The representatives of the European Commission and the US were reportedly ready to sign an agreement in principle in early May but had to postpone the conclusion of the talks due to a linguistic issue. Reportedly, the French delegation demanded that the official version of the treaty is signed in French.

While the parties have had an Open Skies agreement in force since March 2008, it does not currently fully apply to flights operated under a wet-leasing contract with a third party.

Airlines domiciled in either the EU (plus Iceland and Norway) or the US are in general free to launch transatlantic routes between any points in the EU, Iceland and Norway and any points in the US, provided that they offer adequate customs and border control facilities. Initially, the agreement did not differentiate between flights operated directly by the airlines or by another company under a wet-lease contract.

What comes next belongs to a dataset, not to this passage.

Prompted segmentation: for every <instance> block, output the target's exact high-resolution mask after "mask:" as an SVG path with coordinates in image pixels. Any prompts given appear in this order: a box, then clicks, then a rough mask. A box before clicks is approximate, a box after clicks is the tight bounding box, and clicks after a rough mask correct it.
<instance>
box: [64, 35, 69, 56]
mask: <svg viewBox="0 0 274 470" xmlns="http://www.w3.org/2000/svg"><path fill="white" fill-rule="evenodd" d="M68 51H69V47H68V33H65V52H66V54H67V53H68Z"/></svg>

However, in 2008 the EU, in a move seemingly unrelated to the entry into force of the EU-US Open Skies Agreement, imposed a time limit of seven months, renewable once, for all wet-leasing contracts which cover a partnership between an EU airline and a non-EU aircraft provider. In a tit-for-tat move, the US subsequently started to put up bureaucratic obstacles effectively hindering the operation of EU carriers to the US with aircraft wet-leased from other parties.

The agreement will again fully remove any time limits on wet-leased operations under the scope of the EU-US Open Skies Agreement.

According to the ch-aviation schedules module, some of the airlines currently wet-leasing aircraft for their transatlantic operations include Thomas Cook Airlines UK (from AirTanker), Aer Lingus (from ASL Airlines Ireland), Eurowings (from Brussels Airlines and SunExpress Deutschland), Norwegian UK (from Hi Fly), Primera Air Scandinavia (from National Airlines and euroAtlantic Airways), and Norwegian (from euroAtlantic Airways and Privilege Style).